George Berkeley's Essay Towards a New Theory of Vision signified monumental progress in the enlightenment-era investigation of visual perception, and his work resonates in modern-day philosophical and psychological studies of sight-mind relationships.  My paper demonstrates the influence of eighteenth-century developments in the science of perception (especially by Berkeley) on the early poetry of Coleridge and Wordsworth.  While many are aware of the influence of Berkeley's idealism/immaterialism on Coleridge and Wordsworth, little attention has been given to the correspondence between Romantic poetry and Berkeley's revolutionary claims about the dynamics of human perception.
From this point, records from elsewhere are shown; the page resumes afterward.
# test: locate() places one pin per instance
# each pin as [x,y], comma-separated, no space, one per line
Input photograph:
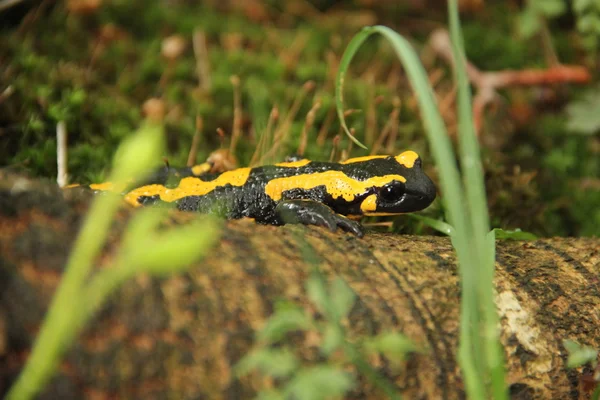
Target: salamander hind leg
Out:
[310,212]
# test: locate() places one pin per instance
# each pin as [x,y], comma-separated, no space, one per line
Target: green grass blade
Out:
[481,269]
[349,53]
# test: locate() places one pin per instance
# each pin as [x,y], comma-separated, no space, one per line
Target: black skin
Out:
[306,206]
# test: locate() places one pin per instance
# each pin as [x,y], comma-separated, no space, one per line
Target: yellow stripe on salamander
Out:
[337,184]
[292,164]
[190,186]
[407,158]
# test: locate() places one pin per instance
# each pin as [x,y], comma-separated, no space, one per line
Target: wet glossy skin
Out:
[301,191]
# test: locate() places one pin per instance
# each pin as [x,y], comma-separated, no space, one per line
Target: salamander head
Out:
[402,188]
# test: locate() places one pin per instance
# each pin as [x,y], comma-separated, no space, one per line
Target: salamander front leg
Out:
[310,212]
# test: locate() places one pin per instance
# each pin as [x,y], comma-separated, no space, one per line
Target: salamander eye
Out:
[392,191]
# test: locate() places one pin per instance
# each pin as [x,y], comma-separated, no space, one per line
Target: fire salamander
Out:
[298,191]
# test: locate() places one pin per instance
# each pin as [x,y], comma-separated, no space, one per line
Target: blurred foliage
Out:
[95,69]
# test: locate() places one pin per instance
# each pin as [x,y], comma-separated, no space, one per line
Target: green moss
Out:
[96,71]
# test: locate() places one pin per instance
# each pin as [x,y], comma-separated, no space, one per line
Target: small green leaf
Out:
[578,354]
[283,322]
[332,339]
[589,23]
[317,292]
[529,23]
[579,6]
[395,346]
[276,363]
[342,298]
[271,394]
[516,234]
[551,8]
[177,248]
[583,116]
[320,382]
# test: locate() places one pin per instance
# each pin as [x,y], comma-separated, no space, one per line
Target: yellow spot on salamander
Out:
[201,169]
[361,159]
[190,186]
[369,204]
[292,164]
[106,186]
[336,183]
[407,158]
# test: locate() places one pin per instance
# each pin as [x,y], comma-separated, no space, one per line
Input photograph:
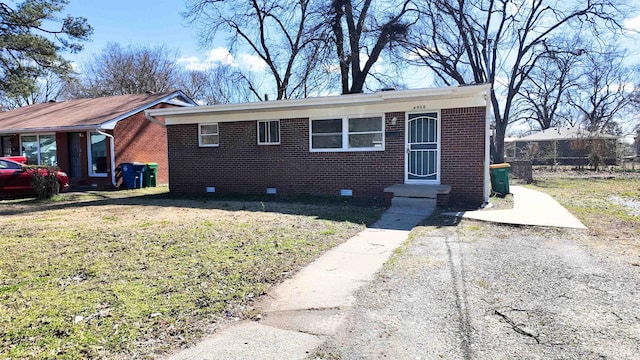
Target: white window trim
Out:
[436,181]
[345,134]
[37,135]
[200,135]
[268,132]
[90,157]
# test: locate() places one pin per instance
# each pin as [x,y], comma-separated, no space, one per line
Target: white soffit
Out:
[323,107]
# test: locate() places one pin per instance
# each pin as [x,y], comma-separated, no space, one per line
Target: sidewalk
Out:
[303,310]
[530,207]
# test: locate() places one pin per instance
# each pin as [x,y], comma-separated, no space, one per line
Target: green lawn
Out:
[135,273]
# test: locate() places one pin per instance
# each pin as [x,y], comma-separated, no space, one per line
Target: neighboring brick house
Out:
[89,138]
[353,145]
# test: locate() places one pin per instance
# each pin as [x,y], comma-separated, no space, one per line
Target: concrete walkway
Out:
[530,207]
[301,312]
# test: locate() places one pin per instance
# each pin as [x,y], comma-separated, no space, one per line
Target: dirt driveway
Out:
[486,291]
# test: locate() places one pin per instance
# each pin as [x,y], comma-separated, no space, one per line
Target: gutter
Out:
[152,119]
[487,148]
[113,155]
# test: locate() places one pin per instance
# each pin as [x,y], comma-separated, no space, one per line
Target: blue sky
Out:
[135,22]
[151,23]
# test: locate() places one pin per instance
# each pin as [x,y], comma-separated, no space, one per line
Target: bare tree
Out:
[604,90]
[544,93]
[47,85]
[131,70]
[218,85]
[283,34]
[361,30]
[32,40]
[500,42]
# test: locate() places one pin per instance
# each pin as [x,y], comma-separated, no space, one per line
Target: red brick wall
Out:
[140,140]
[462,146]
[240,165]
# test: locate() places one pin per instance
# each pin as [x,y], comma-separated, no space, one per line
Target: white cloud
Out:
[214,58]
[632,24]
[222,56]
[252,62]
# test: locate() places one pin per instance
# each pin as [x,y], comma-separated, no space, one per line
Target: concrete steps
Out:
[412,196]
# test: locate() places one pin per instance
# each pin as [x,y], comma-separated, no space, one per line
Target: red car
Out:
[15,178]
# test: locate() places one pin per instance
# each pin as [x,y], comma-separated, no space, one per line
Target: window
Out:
[269,132]
[348,134]
[208,134]
[97,154]
[40,149]
[6,165]
[6,145]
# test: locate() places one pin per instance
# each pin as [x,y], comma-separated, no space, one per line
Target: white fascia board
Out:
[357,104]
[111,124]
[50,129]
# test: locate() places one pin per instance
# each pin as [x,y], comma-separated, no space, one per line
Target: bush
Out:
[45,182]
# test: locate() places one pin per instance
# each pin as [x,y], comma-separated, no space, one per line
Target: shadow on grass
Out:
[327,208]
[439,220]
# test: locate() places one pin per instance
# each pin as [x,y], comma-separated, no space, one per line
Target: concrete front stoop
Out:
[414,196]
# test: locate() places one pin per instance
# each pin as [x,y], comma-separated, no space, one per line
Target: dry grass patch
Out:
[135,273]
[611,224]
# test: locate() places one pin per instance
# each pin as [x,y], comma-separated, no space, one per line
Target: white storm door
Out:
[422,165]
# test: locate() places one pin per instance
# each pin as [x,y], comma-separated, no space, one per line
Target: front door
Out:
[422,164]
[75,155]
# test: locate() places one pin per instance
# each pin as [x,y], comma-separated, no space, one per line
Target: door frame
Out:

Inspired by Coleridge's declaration that Berkeley's Essay was "a masterpiece of analytical reasoning," my study focuses on Berkeley's assertions that sight perception depends on the brain's memories of past experience, particularly experience of moving through space.  The paper argues that these new insights helped to direct the poetic technique of Wordsworth and Coleridge.  Specifically, developments in perception theory partially account for the thorough and detailed awareness of motion and sight-lines that distinguishes much Romantic poetry.

 
Will Harris is a doctoral candidate at the University of Tennessee, where he also teaches.  Presently he is working on his dissertation, which focuses on the representations and significance of time in the poetry of Wordsworth and Coleridge.